3.2.2 Application Examples of DyNoC

Traffic light control (TLC) can be realized with a 3 × 3 DyNoC, which is composed of 3 modules: VGA controller (VGA), traffic light vision module (LV) and traffic light control module (TC). The VGA module can display the current intersection situation, pedestrian control keys and light signals; the traffic light vision module is responsible for controlling the internal structure of the traffic light and displayed by the VGA module; the traffic light control module (TC) is used to obtain pedestrian needs. VGA sends X and Y pixel scanning position to the traffic light vision module, and receives the color to be displayed; FSM module is used to monitor the pedestrian's keying input (there are two buttons on the chip), and send the status of the transition light to the traffic light vision module Information, and then display the corresponding color lights. In 3 × 3 DyNoC, the router in the middle is used to connect with all other routers, and other routers also maintain mutual communication to ensure high traffic. The entire traffic light control (TLC) implementation can be run without interruptions and failures.
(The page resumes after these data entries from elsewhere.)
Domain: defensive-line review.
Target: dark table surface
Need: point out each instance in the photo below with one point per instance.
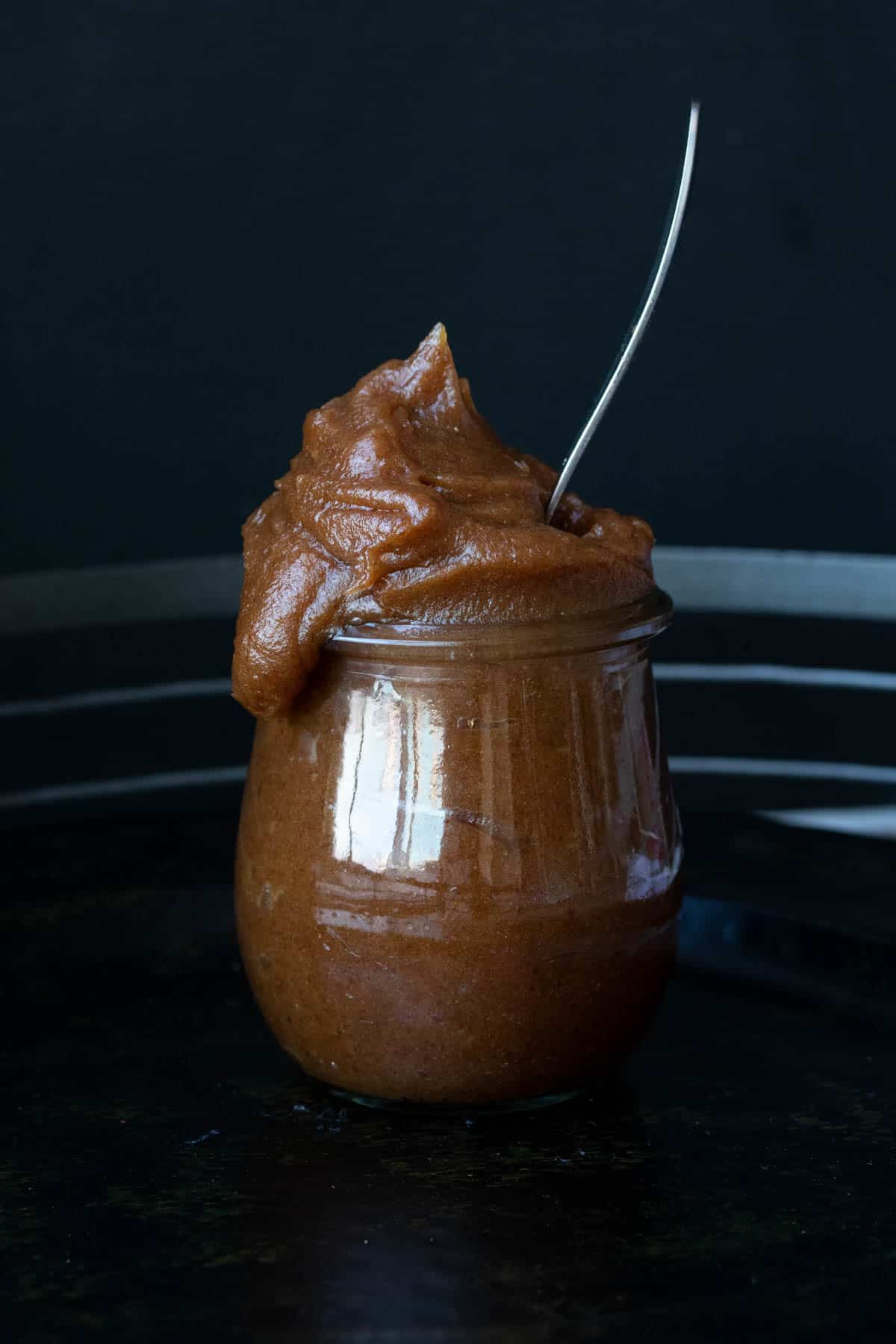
(167, 1171)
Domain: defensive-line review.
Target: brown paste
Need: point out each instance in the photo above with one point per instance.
(457, 874)
(405, 505)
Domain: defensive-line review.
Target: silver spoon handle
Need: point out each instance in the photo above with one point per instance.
(660, 270)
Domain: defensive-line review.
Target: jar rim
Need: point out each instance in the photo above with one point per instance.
(601, 629)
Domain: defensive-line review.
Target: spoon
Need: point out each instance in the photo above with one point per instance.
(660, 270)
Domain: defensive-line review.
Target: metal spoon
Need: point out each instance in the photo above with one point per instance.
(660, 270)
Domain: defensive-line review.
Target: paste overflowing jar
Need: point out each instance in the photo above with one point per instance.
(457, 873)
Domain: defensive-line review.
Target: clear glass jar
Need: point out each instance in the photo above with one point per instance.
(457, 874)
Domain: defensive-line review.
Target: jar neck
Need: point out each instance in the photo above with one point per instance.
(635, 623)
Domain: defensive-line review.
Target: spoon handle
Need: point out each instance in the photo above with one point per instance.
(660, 270)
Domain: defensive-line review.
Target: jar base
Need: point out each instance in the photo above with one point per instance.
(472, 1109)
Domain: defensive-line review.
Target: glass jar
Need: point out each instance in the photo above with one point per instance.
(457, 874)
Table 1 Design parameters of 4 kinds of structures

Table 2 Execution parameters (experimentally obtained on VirtexII)

4 Related issues and development trends

â‘  At present, each IP component in the system-on-chip design can be reused, but the communication structure cannot be reused. Therefore, during system reconstruction, how to provide a flexible and fast communication interface for dynamically configured modules becomes the main problem. It can study a dynamically reconfigurable NoC architecture, which can provide a flexible interface for communication between IPs, and can exchange data with other chips of the board-level system through on-chip pins to provide better communication quality QoS, Including high throughput and short delay.
â‘¡ An important issue in NoC design is to determine the type of routing, which has an important impact on the performance and power consumption of the network. The more complex the routing strategy, the larger the design area, so there is a trade-off between area and performance. The choice of routing strategy should mainly consider the two major issues of implementation complexity and performance requirements.
â‘¢ Reconstructed time slots will affect the continuity of system functions. In order to improve the performance of dynamic reconfigurable computing systems, how to avoid or reduce the reconfiguration time slots is the bottleneck of implementing dynamic reconfiguration systems. For DRFPGA with multiple context structures, the configuration information is changed directly by switching between contexts, and the array unit is controlled to realize the reconstruction of new functions. The switching speed directly affects the length of the reconstruction time, generally only a few ns. The realization of this reconstruction method is the main symbol of the development of dynamic reconstruction technology.

Conclusion

This paper introduces the reconfigurable architecture and the typical dynamic reconfigurable computing structure; it analyzes the communication structure of the dynamic reconfigurable system in detail, and conducts experiments on the main performance of the four communication structures to obtain comparative data; An example of the application of this structure in traffic light control; finally, the related problems and development trends faced by the research of dynamic reconfigurable technology are discussed.